OpenAI Codex: Tooling Deep-Dive

With the release of GPT-5-Codex (a version of GPT‑5 further optimized for agentic coding in Codex), Codex has became my default coding agent tool of choice:

codex \
  --model 'gpt-5-codex' \
  --full-auto \
  -c model_reasoning_summary_format=experimental \
  --search "$@"

I noticed that web --search is disabled by default and must be explicitly enabled when starting the agent. That prompted me to dig deeper into the tooling setup.

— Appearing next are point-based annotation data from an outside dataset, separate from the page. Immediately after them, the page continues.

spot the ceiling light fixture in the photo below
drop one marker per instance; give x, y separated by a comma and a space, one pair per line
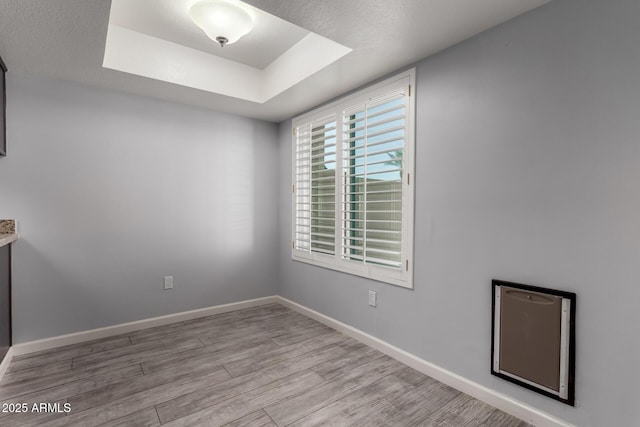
224, 21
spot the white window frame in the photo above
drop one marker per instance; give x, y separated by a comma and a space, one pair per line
401, 277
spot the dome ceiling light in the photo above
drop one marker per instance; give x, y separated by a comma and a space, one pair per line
224, 21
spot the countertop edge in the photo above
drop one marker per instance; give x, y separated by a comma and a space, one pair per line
5, 239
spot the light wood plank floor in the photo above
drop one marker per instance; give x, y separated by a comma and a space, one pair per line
263, 366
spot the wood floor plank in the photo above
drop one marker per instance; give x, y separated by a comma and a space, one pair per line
424, 400
347, 410
48, 357
297, 407
499, 418
130, 404
264, 366
250, 364
144, 418
245, 403
35, 372
135, 353
206, 397
462, 411
337, 367
205, 355
302, 335
73, 388
111, 392
33, 418
254, 419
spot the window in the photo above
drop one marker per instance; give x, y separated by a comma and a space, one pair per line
353, 162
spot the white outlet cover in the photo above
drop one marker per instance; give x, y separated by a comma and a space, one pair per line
372, 298
168, 282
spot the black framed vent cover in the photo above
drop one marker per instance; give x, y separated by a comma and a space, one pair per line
533, 342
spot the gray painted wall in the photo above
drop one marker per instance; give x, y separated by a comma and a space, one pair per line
112, 192
528, 169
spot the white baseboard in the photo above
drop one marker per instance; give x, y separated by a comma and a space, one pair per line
480, 392
5, 362
123, 328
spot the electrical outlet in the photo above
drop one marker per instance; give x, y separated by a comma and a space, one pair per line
372, 298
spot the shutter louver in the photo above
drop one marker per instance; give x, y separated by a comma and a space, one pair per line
372, 155
316, 186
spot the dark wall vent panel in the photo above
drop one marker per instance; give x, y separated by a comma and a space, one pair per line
534, 338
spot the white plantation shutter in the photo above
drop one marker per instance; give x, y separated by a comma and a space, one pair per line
373, 148
353, 197
315, 186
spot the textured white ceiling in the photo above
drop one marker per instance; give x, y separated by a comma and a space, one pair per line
66, 38
169, 20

From their thankfully open repository, I learnt that only 2 tools are enabled by default: shell and view_image. The latter is straightforward - view_image lets the LLM “see” uploaded images in the conversation. The shell tool, however, has some additional and every interesting capabilities.

Shell

The basic mode executes a command and immediately returns the result as JSON:

Beyond this, there are two interactive modes that allows for a persistent, streamable shell session using a session_id. The first is unified_exec.

unified_exec is useful for sessions that operates at the line or command level. For lower-level control, the API splits into exec_command and write_stdin:

exec_command: starts a session
write_stdin: sends additional input to that session

The key distinction is that write_stdin can transmit raw control characters (e.g. \u0003) and streams direct text output instead of JSON, enabling more fine-grained, low-level integration with the shell.

Interestingly, the code editing tool apply_patch is also just a wrapper around shell.

Apply Patch

Getting LLMs to perform multiple file edits with precision is tricky, as each model favors a different patch specification.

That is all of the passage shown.